(I'm writing this not so much for the blog as for myself, in an effort to remember.)
When you're interviewing for residency people often ask you to describe a memorable patient, someone who made an impression on you and changed the way you thought. When I was interviewing, I had Salma, a plucky eight year old I took care of in one of Karachi's inner city clinics. She used to wet her bed and every morning would be predictably beaten by her mother for it. We did some tests and found out she had recurrent urinary tract infections. There was a pro bono referral to a specialist, some antibiotics and the bed wetting and beatings ceased. It was almost mathematical in its progress from diagnosis to cure.
As you progress through your career, your list of these patients grows. You may remember someone for their resilience, how they fought and recovered. Or for their kindness, their patience with you as the fledgling physician. Or even for your failure, how you were unable to help someone. The practise of medicine isn't as mathematical as all our algorithms would suggest. There are, of course, guidelines and standards of care but the patients, or diseases, don't read textbooks and there are times when a diagnosis is elusive and difficult to make. Sometimes you can make the diagnosis and the pathology doesn't respond to the treatment. Other times the disease is so widespread that treatment is redundant. The new age of genetics and molecular biology may make our knowledge of science cutting edge but the practise of medicine, and more importantly, the care of patients, still remains for the most part an adaptible combination of both knowledge and humanity, or the art of medicine as people like to call it. To dissect one out from the other is to do the patients a great disservice.

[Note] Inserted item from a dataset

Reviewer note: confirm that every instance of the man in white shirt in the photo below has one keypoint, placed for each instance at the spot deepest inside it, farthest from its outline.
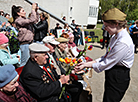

I was on the Hematology Oncology service last month. The general perception people have of cancer medicine is that it is a very depressing field. How can anyone spend their days watching children die. In truth, it's not actually like that. Pediatric cancers are, for the most part, a different species from adult cancers and a lot of them respond very favorably to treatment. Acute Lymphoblastic Leukemia, for instance, has a cure rate of more than 80% and most children are expected to survive. In the month that I spent on the service, there were no fatalities.
And yet, throughout the month, I found my eyes uncomfortably moist. It is difficult watching children suffer and a lot of that comes from the treatment of the cancer itself, the chemotherapy. I'm not going to describe the individual details but it's an experience that, even as observer, takes you outside of yourself and sharply puts things in perspective. Often I would sit and talk with the parents and the specialists, trying to cull, for my own consolation, perhaps, stories of their experience with the disease. It is those stories, more than anything else, that both humble and embolden you as a physician. Like the boy who didn't have hair. Or the family who, after the death of their teenage son, adopted the clinic and made sure that all new patients receive a basket of toys or anything else they might need. Or the man who, even when he found out at the time of transplant that he wasn't the father of his daughter, still took care of her. Her own mother abandoned the child but this man stayed with her, steadfast until the very end. The girl died in his arms.
It is humbling to be around such people. I cannot say how I would react were I to be placed in their situation and, frankly, I am grateful that I am not. But having met them and having been acquainted with their example, I think that I am a better physician and a better person. They set a precedent for me for how to behave under what can only be excruciating circumstances and for that invisible gift I am grateful.